Kohsuke KAWAGUCHI wrote:
> In DTD, there is a rule that the first declared entity overrides other
> declarations with the same name. So if we try to cache one external
> entity, you cannot do much parsing because any parameter entity can be
> possibly overrided by the internal DTD subset.
However, in many of the situations where people want to cache
DTD grammars, they have two reasons for doing so:
1) so that grammars don't have to be re-loaded, and
2) the document cannot override the grammar it's supposed
to validate against.
In the second case, the internal subset should be ignored
anyway. Otherwise, a document instance could define its own
grammar and most business applications want to strictly enforce
a grammar for validation.
> So I think the minimum unit of DTD grammar is the whole DTD grammar.

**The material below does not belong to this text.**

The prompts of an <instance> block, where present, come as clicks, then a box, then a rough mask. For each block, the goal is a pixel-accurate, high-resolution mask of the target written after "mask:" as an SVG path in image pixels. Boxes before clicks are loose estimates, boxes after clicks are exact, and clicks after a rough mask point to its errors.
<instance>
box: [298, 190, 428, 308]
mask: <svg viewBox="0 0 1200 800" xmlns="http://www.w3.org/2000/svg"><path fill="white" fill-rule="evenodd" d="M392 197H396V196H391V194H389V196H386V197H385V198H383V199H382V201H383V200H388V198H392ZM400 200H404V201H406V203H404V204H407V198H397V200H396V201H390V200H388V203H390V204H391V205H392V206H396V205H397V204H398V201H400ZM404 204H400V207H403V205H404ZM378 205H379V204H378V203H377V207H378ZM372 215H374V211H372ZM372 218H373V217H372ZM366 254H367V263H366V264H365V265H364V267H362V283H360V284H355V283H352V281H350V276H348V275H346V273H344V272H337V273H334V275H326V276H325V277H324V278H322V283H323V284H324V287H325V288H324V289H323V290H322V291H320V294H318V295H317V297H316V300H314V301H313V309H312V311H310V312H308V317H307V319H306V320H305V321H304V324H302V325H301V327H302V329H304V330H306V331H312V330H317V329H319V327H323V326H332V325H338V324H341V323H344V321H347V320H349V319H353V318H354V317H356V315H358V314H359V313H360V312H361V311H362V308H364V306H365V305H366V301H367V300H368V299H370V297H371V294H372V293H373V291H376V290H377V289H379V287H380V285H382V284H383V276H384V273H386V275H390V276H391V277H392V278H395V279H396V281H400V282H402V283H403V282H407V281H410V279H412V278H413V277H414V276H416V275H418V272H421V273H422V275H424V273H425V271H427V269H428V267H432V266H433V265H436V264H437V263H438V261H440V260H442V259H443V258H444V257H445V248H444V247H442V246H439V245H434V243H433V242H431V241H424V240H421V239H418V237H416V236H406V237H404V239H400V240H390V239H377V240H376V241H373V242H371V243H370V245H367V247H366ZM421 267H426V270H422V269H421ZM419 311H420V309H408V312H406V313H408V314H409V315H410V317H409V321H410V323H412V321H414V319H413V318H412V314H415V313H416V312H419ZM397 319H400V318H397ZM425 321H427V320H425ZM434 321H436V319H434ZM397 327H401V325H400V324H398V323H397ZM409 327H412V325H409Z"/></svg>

I would agree with this. If you allowed the internal subset
to be processed and used, you would lose all of the benefit
of caching grammars in the first place.
> Also, as related issue, I think it's very difficult to cache XML Schema
> grammar at namespace-level. And why does this necessary after all? I
> haven't seen such a use case before.
I think there are many many uses for this. But we also need
to think about caching Schema grammars that don't specify a
target namespace.
However, a point that I've made before is that I don't think
that the two grammars (DTD and Schemas) can use the same
cache because the grammars really aren't interchangeable.
But I think we can use the same pool as long as we have a
way of identifying the grammar type.